The proposed South Asian bloc would attract foreign investment to the region. Recently, even the International Monetary Fund has urged India and Pakistan to boost their intra-regional trade and emulate the Southeast Asian miracle.
When the Western media talk of Asia, it usually refers to East Asia without the Indian subcontinent, while the Middle East is west of Iran. South Asia is sandwiched in obscurity. Forming a trading bloc can change this. A few years ago, the economies of the Southeast Asian "tigers" were growing no faster than those of Sri Lanka or Pakistan. It was the formation of ASEAN and export-oriented policies that stimulated their growth rates and improved their standards of living.
Iran, Burma, Afghanistan, and the Central Asian republics of Uzbekistan, Kazakhstan, Turkmenistan, Tajikistan, and Kyrgyzstan can be invited to join the South Asian group. All these countries are linked with strong cultural, geographical, and historical bonds to the Indian subcontinent, but many in those countries will be reluctant to join such a grouping. Suppression of the democratic movement in Burma and fundamentalist regimes in Iran and Afghanistan may cause the West to view the inclusion of these countries with skepticism. This situation may change in the next few years. In recent months, Iran has shown signs of liberalization and patching up with the West. Indian Prime Minister Narasimha Rao's visit to Iran in 1993 demonstrated this trend. Similarly, most central Asian countries have tried to keep ethnic conflicts and Islamic fundamentalism under control.
Since the Cold War ended, economic muscle has replaced military might as the key to national security. South Asian countries should reduce their defence budgets, which have been a drag on their development. Forming an economic bloc could help create mutual trust, curb the arms race, and put large sums of money into productive investment instead of (as in the case of India and Pakistan) an arms race.
Most impediments to the bloc arise due to political and historical animosities and a fear of India among smaller countries of the region. Such differences can be put on the back burner, as the Israelis and Arabs are learning. The people of South Asia have much more in common in terms of history and culture than do the Palestinians and Israelis. A few years ago there were serious political problems even between Malaysia and Indonesia, but ASEAN and extensive intra-regional trade in Southeast Asia have shifted the focus to economic growth and mutual cooperation. In the long run, such a bloc will lead to peace and stability in the region. India can stimulate the formation of the economic bloc without seeming to be a "Big Brother."

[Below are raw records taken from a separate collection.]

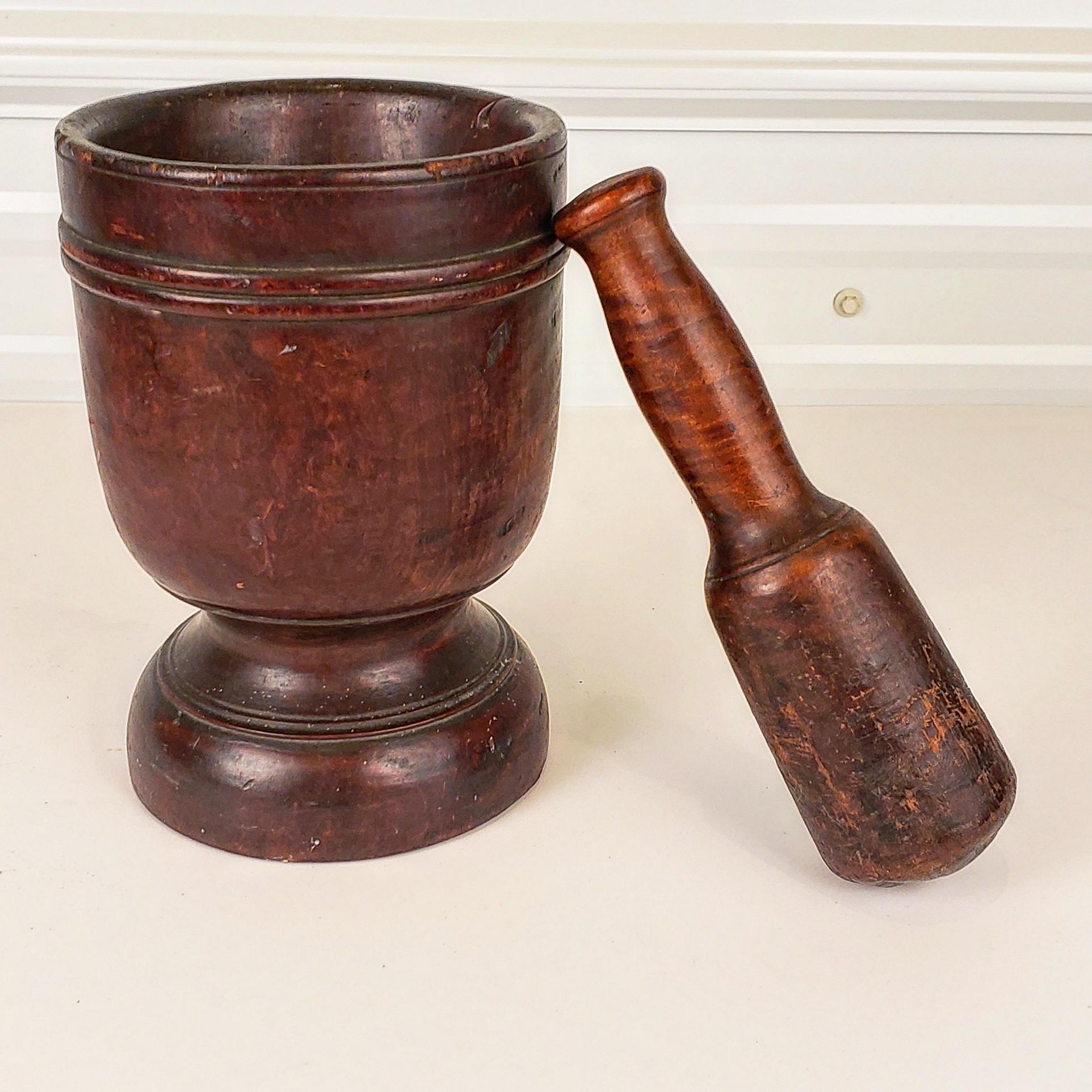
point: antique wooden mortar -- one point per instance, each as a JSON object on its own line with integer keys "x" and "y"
{"x": 894, "y": 769}
{"x": 319, "y": 325}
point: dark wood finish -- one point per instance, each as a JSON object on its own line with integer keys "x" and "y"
{"x": 319, "y": 325}
{"x": 894, "y": 768}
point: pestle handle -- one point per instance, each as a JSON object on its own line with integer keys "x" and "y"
{"x": 691, "y": 373}
{"x": 891, "y": 761}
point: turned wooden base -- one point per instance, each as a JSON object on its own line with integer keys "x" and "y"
{"x": 337, "y": 742}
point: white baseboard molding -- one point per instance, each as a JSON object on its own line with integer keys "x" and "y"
{"x": 47, "y": 369}
{"x": 942, "y": 171}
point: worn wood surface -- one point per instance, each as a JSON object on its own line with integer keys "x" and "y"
{"x": 892, "y": 763}
{"x": 319, "y": 325}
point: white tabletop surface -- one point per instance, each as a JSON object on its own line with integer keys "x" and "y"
{"x": 652, "y": 915}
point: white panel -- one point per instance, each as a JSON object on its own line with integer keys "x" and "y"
{"x": 940, "y": 173}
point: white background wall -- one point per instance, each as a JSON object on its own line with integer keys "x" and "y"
{"x": 936, "y": 157}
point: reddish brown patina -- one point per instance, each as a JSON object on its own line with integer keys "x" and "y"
{"x": 894, "y": 768}
{"x": 319, "y": 325}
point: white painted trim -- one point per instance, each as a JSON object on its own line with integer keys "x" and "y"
{"x": 602, "y": 75}
{"x": 657, "y": 79}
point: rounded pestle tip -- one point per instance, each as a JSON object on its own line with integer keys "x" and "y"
{"x": 595, "y": 207}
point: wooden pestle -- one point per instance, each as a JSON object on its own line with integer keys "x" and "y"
{"x": 892, "y": 763}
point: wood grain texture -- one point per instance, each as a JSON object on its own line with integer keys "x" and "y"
{"x": 319, "y": 324}
{"x": 892, "y": 763}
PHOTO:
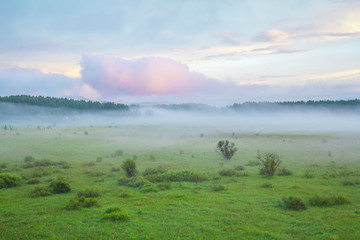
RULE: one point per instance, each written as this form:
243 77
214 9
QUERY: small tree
226 149
129 166
269 163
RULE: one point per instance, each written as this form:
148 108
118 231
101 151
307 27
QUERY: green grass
243 209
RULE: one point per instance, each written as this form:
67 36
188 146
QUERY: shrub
226 149
293 203
60 186
269 163
323 201
40 172
89 193
33 181
149 188
309 173
164 186
129 166
228 172
152 171
239 168
29 159
218 188
267 185
41 192
9 180
82 202
284 172
252 163
116 215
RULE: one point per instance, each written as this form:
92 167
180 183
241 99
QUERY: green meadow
244 206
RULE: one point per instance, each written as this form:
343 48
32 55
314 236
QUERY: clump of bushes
284 172
293 203
269 163
41 191
9 180
82 202
228 172
89 193
323 201
267 185
309 173
129 166
218 188
226 149
60 186
115 214
33 181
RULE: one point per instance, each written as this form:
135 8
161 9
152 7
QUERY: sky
180 51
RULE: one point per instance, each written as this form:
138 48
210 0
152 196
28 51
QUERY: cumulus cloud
144 76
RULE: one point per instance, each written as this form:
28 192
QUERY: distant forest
63 103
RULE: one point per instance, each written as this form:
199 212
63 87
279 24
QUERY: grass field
237 207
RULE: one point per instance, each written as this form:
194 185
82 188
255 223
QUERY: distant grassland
244 208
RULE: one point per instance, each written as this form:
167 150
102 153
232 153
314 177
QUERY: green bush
269 163
33 181
41 192
284 172
323 201
89 193
218 188
129 166
239 168
9 180
252 163
309 173
152 171
60 186
226 149
82 202
267 185
228 172
293 203
29 159
115 214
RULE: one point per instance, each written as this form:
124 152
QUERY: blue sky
216 52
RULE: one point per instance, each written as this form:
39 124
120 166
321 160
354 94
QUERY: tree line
63 103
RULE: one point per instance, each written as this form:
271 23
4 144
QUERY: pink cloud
145 76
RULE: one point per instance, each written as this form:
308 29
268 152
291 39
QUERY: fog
216 119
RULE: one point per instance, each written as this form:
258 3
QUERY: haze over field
181 51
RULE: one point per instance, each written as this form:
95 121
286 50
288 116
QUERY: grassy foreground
237 207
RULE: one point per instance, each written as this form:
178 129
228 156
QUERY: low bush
293 203
9 180
82 202
115 214
89 193
33 181
41 191
218 188
323 201
239 168
129 166
152 171
284 172
267 185
309 173
40 172
252 163
228 172
269 163
60 186
29 159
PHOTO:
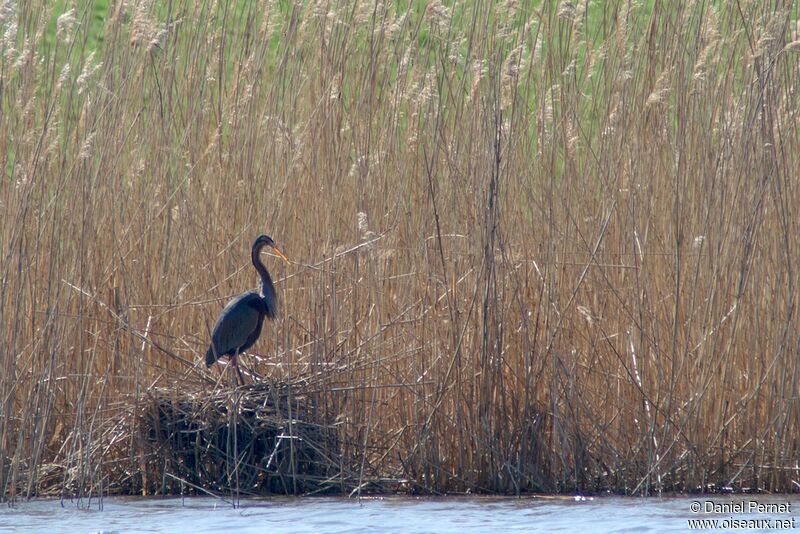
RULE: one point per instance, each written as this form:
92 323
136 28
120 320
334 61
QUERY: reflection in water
394 514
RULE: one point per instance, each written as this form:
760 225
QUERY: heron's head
266 241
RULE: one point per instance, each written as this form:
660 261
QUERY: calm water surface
398 514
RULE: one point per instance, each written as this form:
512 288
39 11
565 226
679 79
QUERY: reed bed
537 246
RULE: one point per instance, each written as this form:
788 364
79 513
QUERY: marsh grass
535 247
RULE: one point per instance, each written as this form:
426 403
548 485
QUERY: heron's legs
235 361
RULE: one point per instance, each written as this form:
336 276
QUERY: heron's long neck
266 280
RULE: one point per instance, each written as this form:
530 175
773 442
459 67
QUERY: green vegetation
538 246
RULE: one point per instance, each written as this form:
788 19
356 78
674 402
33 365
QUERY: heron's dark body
239 324
240 320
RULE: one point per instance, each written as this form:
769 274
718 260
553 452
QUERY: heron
239 324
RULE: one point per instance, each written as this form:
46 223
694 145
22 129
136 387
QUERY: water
394 514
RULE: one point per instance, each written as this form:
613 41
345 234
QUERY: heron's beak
281 254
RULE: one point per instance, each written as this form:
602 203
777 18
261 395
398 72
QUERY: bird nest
257 439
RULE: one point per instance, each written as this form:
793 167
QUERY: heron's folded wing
236 323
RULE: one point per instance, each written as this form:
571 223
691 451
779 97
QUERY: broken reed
546 248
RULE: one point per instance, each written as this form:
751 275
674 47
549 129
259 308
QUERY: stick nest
256 439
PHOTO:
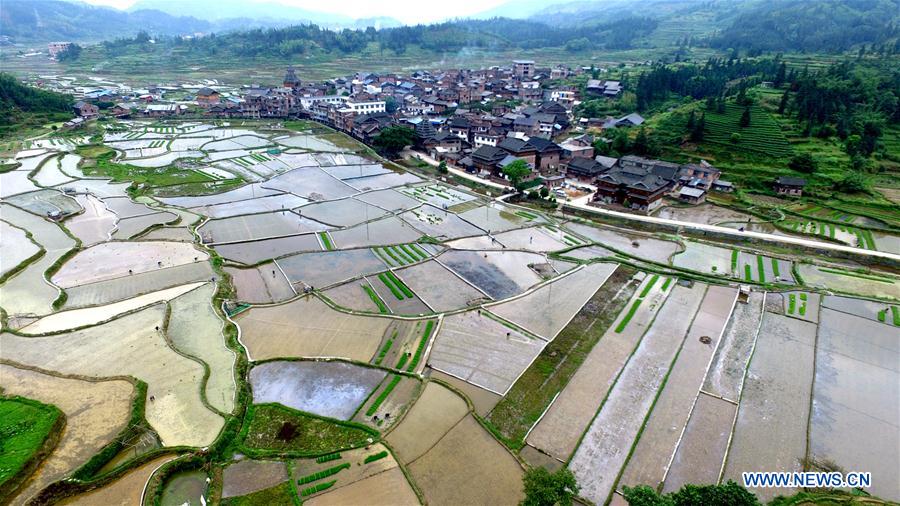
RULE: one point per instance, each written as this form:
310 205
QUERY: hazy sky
407 11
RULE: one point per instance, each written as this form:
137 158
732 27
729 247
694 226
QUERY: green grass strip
326 241
382 308
421 348
649 286
404 257
393 256
383 256
377 456
384 349
400 284
383 395
666 284
394 290
412 256
317 488
419 251
325 473
870 277
328 458
631 311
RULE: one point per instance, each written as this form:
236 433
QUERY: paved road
456 172
737 233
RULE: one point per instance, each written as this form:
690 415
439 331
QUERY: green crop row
421 348
383 395
382 308
374 457
318 488
325 473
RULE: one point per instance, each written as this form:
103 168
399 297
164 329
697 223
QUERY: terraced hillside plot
342 213
257 226
282 202
496 217
389 200
659 440
847 281
307 327
780 372
726 371
439 223
855 396
605 446
44 202
559 431
701 451
704 258
253 252
389 230
388 487
436 412
548 309
310 183
116 259
75 318
468 466
248 476
96 411
439 288
195 329
262 284
126 287
500 274
332 389
648 248
15 248
327 268
482 351
130 346
95 224
28 292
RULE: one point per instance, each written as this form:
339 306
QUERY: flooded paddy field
332 389
533 312
356 292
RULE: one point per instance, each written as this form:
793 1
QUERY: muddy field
332 389
307 327
96 411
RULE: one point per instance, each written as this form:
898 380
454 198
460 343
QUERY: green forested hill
21 104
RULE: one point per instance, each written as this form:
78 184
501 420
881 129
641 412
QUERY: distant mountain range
771 25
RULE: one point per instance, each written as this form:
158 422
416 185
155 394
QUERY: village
476 121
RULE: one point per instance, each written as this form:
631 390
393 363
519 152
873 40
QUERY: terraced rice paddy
344 296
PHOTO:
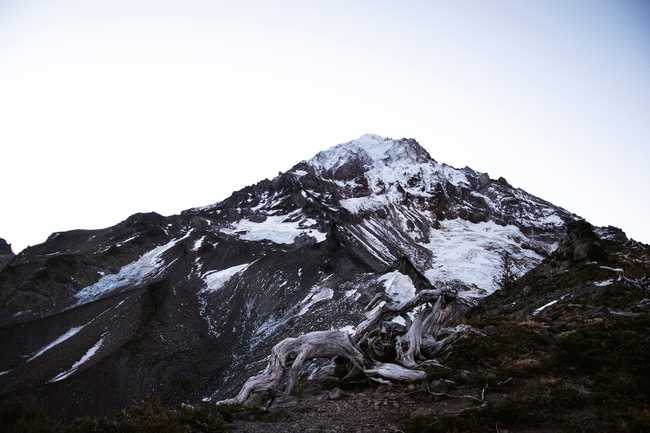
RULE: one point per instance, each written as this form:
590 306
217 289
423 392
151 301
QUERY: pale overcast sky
108 108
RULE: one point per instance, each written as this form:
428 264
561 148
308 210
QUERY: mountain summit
189 305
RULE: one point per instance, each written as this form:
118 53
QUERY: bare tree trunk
363 348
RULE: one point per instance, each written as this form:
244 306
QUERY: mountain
186 307
6 254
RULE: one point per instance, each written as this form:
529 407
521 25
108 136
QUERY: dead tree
426 313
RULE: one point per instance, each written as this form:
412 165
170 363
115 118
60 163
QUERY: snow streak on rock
471 253
89 354
68 334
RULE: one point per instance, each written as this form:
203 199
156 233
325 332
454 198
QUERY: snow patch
316 295
150 264
68 334
471 252
89 354
279 229
398 287
215 280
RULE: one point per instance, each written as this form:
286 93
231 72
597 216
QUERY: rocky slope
187 306
6 254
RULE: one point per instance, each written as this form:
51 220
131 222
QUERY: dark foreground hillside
564 349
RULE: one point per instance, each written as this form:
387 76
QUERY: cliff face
187 306
6 254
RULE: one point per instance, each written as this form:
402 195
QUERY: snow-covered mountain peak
367 151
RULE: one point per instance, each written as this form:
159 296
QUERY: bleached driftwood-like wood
426 314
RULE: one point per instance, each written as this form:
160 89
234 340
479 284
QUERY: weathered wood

A South Asian bloc should in no way prevent member countries from maintaining multiple affiliations. Thus, Pakistan could continue its trade pact with Iran and Turkey; or India, its agreements with Russia and other former Soviet republics. Such an arrangement would give the member countries more flexibility in shaping their external trade relations. The resource-based economies of South Asian countries can also pool their efforts to get better prices for raw-material exports in world markets. Possible cooperation and coordination can be explored in foreign policy, regional security, and in such multilateral forums as the General Agreement on Tariffs and Trade, the Commonwealth, and the United Nations.
In each of the member countries there are vested interests who will be hurt by the formation of an economic bloc. Yet overall, the trading bloc would benefit most of the people living in one of the poorest parts of the world.
Amit Kumar is a student of international business, and a former associate editor of Peace.